The ebb and flow of competition resulted in some top-level changes in the rankings on SN's 2006 list of the Top 75 food distributors in North America.While the possible sale of some Albertsons divisions is likely to shake up the list as the year progresses, three traditional top 20 chains saw their standings fall in this year's rankings - Ahold USA, Winn-Dixie and A&P - to the benefit of three Canadian

The ebb and flow of competition resulted in some top-level changes in the rankings on SN's 2006 list of the Top 75 food distributors in North America.

While the possible sale of some Albertsons divisions is likely to shake up the list as the year progresses, three traditional top 20 chains saw their standings fall in this year's rankings - Ahold USA, Winn-Dixie and A&P - to the benefit of three Canadian companies - Loblaw, Sobeys and Metro.

Ahold USA lost ground with the sale early in 2005 of 450 stores in the Southeast, which resulted in a sales decline of approximately 17.5%; Winn-Dixie lost ground throughout the year as it closed and sold more than 150 stores across its operating area, cutting sales by 15.8%; and A&P lost ground at mid-year with the sale of 234 stores in Canada, dropping sales by approximately 46.3%.

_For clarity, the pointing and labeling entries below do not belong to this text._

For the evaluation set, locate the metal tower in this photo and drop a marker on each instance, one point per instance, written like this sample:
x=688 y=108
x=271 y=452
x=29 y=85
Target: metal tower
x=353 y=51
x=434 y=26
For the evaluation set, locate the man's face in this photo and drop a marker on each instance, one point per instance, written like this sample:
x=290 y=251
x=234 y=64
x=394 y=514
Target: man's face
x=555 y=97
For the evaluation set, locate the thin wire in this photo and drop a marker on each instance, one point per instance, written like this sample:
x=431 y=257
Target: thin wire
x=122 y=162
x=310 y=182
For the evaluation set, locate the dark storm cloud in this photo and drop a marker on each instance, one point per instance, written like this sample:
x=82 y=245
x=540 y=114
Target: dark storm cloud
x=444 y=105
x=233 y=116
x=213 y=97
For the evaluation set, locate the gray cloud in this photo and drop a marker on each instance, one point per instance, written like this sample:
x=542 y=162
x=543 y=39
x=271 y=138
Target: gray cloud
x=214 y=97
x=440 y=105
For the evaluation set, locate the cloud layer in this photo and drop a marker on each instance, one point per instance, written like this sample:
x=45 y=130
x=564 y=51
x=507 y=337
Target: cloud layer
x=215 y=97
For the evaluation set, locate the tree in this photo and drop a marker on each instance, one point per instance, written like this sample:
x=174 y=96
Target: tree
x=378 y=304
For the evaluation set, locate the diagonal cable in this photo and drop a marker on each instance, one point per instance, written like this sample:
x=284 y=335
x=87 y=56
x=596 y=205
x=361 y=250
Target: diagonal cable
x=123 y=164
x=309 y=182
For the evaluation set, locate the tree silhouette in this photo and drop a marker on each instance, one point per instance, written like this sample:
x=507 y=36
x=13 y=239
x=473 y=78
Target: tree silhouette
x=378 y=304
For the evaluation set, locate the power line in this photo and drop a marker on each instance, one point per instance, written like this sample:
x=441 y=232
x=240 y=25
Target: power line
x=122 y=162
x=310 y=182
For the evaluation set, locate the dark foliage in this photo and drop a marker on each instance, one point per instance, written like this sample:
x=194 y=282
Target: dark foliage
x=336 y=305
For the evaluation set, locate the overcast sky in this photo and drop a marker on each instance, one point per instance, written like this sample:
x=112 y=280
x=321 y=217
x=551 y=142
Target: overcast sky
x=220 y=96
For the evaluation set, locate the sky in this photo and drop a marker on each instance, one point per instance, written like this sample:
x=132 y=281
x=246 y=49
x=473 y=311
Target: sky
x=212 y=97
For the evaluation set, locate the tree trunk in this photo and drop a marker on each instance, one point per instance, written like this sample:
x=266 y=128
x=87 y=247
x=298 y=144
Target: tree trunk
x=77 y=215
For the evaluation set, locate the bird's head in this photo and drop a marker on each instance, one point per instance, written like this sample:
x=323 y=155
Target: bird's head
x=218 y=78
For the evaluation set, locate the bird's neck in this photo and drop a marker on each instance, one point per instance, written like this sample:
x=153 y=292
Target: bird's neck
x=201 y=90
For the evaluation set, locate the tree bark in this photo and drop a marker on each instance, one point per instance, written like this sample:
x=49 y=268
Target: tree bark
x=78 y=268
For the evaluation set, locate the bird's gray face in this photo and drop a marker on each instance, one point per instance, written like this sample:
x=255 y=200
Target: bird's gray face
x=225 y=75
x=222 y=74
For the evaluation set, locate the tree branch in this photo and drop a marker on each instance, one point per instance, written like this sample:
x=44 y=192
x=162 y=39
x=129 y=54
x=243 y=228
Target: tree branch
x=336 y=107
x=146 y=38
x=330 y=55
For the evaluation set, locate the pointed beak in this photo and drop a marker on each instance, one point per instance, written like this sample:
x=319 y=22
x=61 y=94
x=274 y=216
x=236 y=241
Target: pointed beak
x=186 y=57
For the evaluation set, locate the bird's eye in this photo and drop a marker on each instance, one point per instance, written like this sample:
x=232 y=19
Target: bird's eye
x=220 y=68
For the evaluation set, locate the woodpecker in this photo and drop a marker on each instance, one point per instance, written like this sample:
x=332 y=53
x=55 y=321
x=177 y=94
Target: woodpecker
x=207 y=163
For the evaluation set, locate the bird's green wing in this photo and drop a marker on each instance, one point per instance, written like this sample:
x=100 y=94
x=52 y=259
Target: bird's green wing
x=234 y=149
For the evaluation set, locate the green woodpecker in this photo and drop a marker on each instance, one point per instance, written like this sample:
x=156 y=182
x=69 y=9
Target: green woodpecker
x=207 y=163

The bulk of the Ahold divestiture resulted in the creation of a new entity - Bi-Lo/Bruno's, based in Greenville, S.C. - which acquired 342 of the Ahold stores and made its debut on the Top 75 list at No. 31, while the concurrent drop in Ahold's volume, coupled with a 10.6% boost in its own sales totals, pushed Toronto-based Loblaw Cos. past Ahold USA into the No. 6 position.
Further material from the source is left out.